The gift over to the heirs being void, no provision is made for the contingency of Caroline E. Hartley dying without children, and in such event the fund then remaining in the hands of the trustee becomes intestate estate. This is the only conclusion permissible in any event, and may be so necessary for the advice and protection of the trustee in the performance of his duty that we depart from the ordinary rule and express our opinion, though it is possible some who are unborn may have an interest in this fund. Barnes v. Kelly, 71 Conn. 220,41 A. 772.

The word "children" is used in the codicil interchangeably with the word "issue" and with the meaning "children." Mitchell v. Mitchell, 73 Conn. 303,305, 47 A. 325; Bartlett v. Sears, 81 Conn. 34, 39,70 A. 33.

Inasmuch as it cannot be legally determined until the death of Caroline whether she leave children, or who will then be her surviving heirs at law, or who her representatives, question (e), "What, if any, interest has each of the defendants other than said Caroline E. Hartley in the property in the plaintiff's hands as trustee?" is premature. Questions of construction which rest upon a contingency or condition which may happen or exist, and which will affect the rights of one yet unborn, or one not a party to the action, are regarded by the court as premature except in exceptional cases where the rights of such parties can in no event be prejudiced, and justice will be served, by their answer.Smith v. Jordan, 77 Conn. 469, 472, 59 A. 507;Security Co. v. Pratt, 65 Conn. 161, 182, 32 A. 396.

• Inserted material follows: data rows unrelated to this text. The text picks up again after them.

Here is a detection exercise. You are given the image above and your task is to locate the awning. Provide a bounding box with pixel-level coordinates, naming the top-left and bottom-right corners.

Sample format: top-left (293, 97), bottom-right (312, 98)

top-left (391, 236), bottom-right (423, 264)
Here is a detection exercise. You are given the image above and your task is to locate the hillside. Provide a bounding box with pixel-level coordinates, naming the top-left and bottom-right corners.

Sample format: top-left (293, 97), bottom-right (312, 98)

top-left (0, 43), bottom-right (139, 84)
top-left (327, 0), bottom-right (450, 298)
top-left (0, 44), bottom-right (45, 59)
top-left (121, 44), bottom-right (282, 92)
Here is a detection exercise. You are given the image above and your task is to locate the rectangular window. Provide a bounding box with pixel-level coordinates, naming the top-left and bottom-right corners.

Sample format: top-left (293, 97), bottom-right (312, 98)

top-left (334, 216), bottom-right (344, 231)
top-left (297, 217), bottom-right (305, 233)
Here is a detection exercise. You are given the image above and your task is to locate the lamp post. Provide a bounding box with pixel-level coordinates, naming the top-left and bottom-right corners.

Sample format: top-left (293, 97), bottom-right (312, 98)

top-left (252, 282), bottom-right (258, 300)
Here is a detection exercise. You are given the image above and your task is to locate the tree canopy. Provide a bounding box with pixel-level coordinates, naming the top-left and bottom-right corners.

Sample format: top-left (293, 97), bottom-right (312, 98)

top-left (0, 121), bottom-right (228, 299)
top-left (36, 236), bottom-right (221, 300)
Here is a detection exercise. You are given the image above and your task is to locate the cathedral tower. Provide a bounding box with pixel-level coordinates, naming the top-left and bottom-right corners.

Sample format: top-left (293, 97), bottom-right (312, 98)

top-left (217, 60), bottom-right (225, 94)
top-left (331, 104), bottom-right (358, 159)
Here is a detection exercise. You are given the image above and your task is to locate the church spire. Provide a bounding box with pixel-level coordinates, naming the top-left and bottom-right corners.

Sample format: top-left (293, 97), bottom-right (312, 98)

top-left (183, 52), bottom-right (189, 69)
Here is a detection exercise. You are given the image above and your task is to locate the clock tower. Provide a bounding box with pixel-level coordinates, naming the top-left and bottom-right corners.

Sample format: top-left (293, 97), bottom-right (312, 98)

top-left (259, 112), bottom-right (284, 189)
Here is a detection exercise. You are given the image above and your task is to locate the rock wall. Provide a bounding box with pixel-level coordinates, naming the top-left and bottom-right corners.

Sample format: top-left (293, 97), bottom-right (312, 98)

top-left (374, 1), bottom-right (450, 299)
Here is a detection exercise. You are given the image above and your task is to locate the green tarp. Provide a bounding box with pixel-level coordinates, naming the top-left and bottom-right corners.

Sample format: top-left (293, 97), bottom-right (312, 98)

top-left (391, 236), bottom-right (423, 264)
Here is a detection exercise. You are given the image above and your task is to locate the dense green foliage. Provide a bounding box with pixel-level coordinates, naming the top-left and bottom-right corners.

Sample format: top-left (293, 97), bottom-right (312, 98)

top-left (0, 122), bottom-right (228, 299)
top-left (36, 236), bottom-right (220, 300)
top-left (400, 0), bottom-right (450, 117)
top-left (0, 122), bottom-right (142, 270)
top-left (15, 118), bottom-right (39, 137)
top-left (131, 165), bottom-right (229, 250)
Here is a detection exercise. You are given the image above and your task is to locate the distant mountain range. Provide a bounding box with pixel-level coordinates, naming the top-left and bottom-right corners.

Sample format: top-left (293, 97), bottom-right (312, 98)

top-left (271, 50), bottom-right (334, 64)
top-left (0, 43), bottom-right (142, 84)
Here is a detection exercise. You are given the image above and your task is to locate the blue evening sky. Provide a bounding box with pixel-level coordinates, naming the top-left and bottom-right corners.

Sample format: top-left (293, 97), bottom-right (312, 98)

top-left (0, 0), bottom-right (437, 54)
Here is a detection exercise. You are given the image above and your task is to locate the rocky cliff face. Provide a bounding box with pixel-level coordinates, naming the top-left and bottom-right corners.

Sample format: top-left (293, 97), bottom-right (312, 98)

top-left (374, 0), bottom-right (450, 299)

Ordinarily our practice requires, as we have recently *665 ruled on several occasions, that the executor or administrator of the testatrix should be a party to an appeal such as this. Since this estate has been settled, and all lawful claims against the same paid, and the final account duly accepted and approved, and all the parties other than the executor or administrator of the estate made parties hereto, and no conclusion reached by us which can, in any event, prejudice the rights of any party in interest, we have decided to overlook the irregularity of not having made the executor or administrator a party, and comply with the request for our advice so far as it may affect the duties of the trustee, who cannot safely discharge them without the advice and protection of this court. Hughes v. Fitzgerald,78 Conn. 4, 8, 60 A. 694; Security Co. v. Pratt, 65 Conn. 161,182, 32 A. 396; Rockwell v. Bradshaw, 67 Conn. 8,14, 34 A. 758.

The Superior Court is advised that the bequest in the codicil to the heirs of Caroline E. Hartley is void; that said codicil revokes said will in so far as the bequest and devise to said Caroline E. Hartley is concerned; that said Caroline E. Hartley is not the owner of the property in the hands of said trustee as of her own absolute estate and entitled to its immediate possession; that except as to said bequest to the heirs at law of Caroline E. Hartley said codicil is in all other respects valid, and the court declines to answer question (e).

No costs in this court will be taxed in favor of any party.

In this opinion the other judges concurred.